La historia de Jhillmar desarmó las presuposiciones, sobre la ética como disciplina, desde las que intentábamos responder a la pregunta planteada. A menudo pensamos la ética como un estudio de los actos de unos humanos en relación con otros humanos y de acuerdo a esta relación los calificamos de buenos o malos, justos o injustos, correctos o incorrectos. A veces, decimos que alguien es “bueno” por el simple hecho de que nos “ha tratado bien” o nos “trata bien”. Y si nos enteramos de que esa misma persona ha asesinado a un gato, decimos: “¡No puedo creer que una persona tan buena sea tan cruel!”. Salir de esa evidente contradicción es sencillo: sólo se necesita ampliar el espectro de posibles relaciones éticas. 

Entonces, comprendamos como relaciones éticas también las que nos vinculan con la tierra, con los ríos, con los animales y con el resto de la naturaleza, incluidos los seres humanos. Si no partimos de este ubicuo principio de relacionalidad, volveremos a caer en el error que caímos al tratar de resolver la pregunta sobre si era justa o no la guerra de Zárate y también, en el caso del Tinku, diremos sin pensar que no es justo que un “débil” pelee contra un “mastucón”. 
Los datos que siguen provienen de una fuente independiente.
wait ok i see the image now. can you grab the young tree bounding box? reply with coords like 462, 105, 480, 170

La tierra y la sangre, por tanto, se convierten en claves de interpretación desde las que podemos plantear otras preguntas que presuponen relaciones éticas omniabarcantes. En este sentido, el centro de gravedad del significado de correcto o incorrecto, justo o injusto, bueno o malo, dejaría de situarse en el decálogo humano. Lo natural, lo sobrenatural y lo sagrado entran en la expresión “aunque sea para la tierra”. La sangre del Chunchullmayu es una demanda de la tierra, porque la tierra la demandó, la exigió, y porque se derramó por el derecho de la misma tierra. Sobre este fundamento pueden plantearse preguntas que dejo para la reflexión o insomnio de quien tenga este artículo en sus manos: ¿cómo juzgar éticamente fenómenos que sustentan su accionar en lo natural, en lo sobrenatural o en lo sagrado, si son precisamente estos tres fundamentos los que pueden erigir una moral?, ¿no es la moral del pedido de sangre por parte de la tierra igual de válida que otras prescripciones de fe o religión?